Drugmakers have paid billions of dollars in fines and penalties for off-label marketing in the past decade. U.S. law allows doctors to prescribe drugs for any reason, while companies can only market them for approved uses.
Par, which was acquired last year by TPG Capital for $1.9 billion, pleaded guilty to a misdemeanor charge of misbranding Megace ES in violation of the Food, Drug and Cosmetic Act.
“To maximize sales, Par promoted the use of Megace ES for the treatment of non-AIDS-related geriatric wasting,” according to a charging document known as a criminal information. “Members of the Par sales force knew that they were calling on very few nursing homes that actually had AIDS patients.”
Par signed a five-year corporate integrity agreement with the Office of Inspector General of the Department of Health and Human Services. It requires “enhanced accountability, increased transparency, and wide-ranging monitoring activities” by both internal and external reviewers, according to Fishman.
Par also settled three lawsuits filed by whistle-blowers under the False Claims Act. The law allows citizens to sue on behalf of the government and share in any recovery. Two of the whistle-blowers will get $4.4 million.
Their attorney, Timothy McInnis, said in a statement that Par’s marketing of Megace ES to hospice physicians represented “the ultimate in off-label insanity.”
“Patients are admitted to hospices when their conditions are terminal, where medical staff helps them die in peace and dignity,” McInnis said. “Par, instead, saw them as an opportunity for easy money.”

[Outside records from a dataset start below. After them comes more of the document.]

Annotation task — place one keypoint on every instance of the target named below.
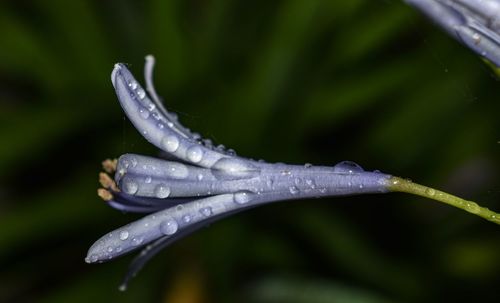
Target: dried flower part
(109, 165)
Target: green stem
(402, 185)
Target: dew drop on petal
(144, 113)
(170, 143)
(186, 218)
(162, 191)
(133, 85)
(206, 211)
(123, 235)
(169, 227)
(93, 258)
(194, 153)
(294, 190)
(141, 93)
(130, 187)
(242, 197)
(136, 241)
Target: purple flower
(205, 183)
(475, 23)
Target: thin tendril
(397, 184)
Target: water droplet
(123, 235)
(186, 218)
(169, 227)
(178, 171)
(293, 190)
(170, 143)
(162, 191)
(137, 241)
(431, 192)
(144, 113)
(194, 154)
(93, 258)
(347, 167)
(270, 182)
(242, 197)
(310, 183)
(141, 93)
(130, 187)
(133, 85)
(231, 168)
(206, 211)
(207, 142)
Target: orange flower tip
(109, 165)
(104, 194)
(106, 181)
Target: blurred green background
(316, 81)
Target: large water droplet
(243, 197)
(206, 211)
(162, 191)
(169, 227)
(133, 85)
(347, 167)
(186, 218)
(231, 168)
(136, 241)
(170, 143)
(130, 187)
(294, 190)
(194, 153)
(141, 93)
(93, 258)
(178, 170)
(123, 235)
(144, 113)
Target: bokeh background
(316, 81)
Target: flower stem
(397, 184)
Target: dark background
(316, 81)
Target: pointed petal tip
(114, 73)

A predecessor to Par’s drug, Megace OS, was sold by Bristol-Myers Squibb Co. from 1993 until 2001, prosecutors said. In 2001, the FDA approved five generic versions of that drug. Par relied on the Megace OS safety and effectiveness data in obtaining FDA approval for Megace ES for AIDS patients.
Par requested an FDA meeting to discuss seeking approval for non-AIDS geriatric patients, and it never formally applied or conducted drug trials among that group, Fishman said. Par then targeted geriatric patients without AIDS for treatment of anorexia and unexplained sudden weight loss, Campanelli said.
Par falsely claimed that Megace ES was more effective than Megace OS, Campanelli said. The company also obtained confidential patient data protected by a 1996 federal law so that it could identify people who could be switched to Megace ES, he said.
Par carried out the marketing strategy by “asking prescribers to convert all of their geriatric patients from Megace OS to Megace ES, while knowing that many of those patients did not have AIDS,” Campanelli admitted.
One whistle-blower, Christine Thompson, was a regional business manager who was “repeatedly rebuffed” in voicing concerns internally about the off-label marketing scheme, according to her attorneys, Brian Kenney and Tavy Deming.
Par ignored patient safety because “there was little profit to be made by marketing the drug lawfully, due to advancements in HIV and AIDS treatments which drastically reduced the on-label patient population,” according to a statement by the lawyers.
Par sued the U.S. government in 2011, claiming the FDA violates drugmakers’ rights under the U.S. Constitution’s First Amendment, which guarantees free speech, by making it a crime for manufacturers to discuss unapproved uses of approved drugs. As part of the settlement, Par dropped that case, Fishman said.
“What the First Amendment does not protect is saying these things that are not true,” Fishman said.
The criminal case is U.S. v. Par Pharmaceutical Cos., U.S. District Court, District of New Jersey (Newark). The civil cases, all filed in U.S. District Court, District of New Jersey, are U.S. ex rel. McKeen and Combs v. Par Pharmaceutical; U.S. ex rel. Elliott & Lundstrom v. Bristol-Myers Squibb, Par Pharmaceutical; and U.S. ex rel. Thompson v. Par Pharmaceutical.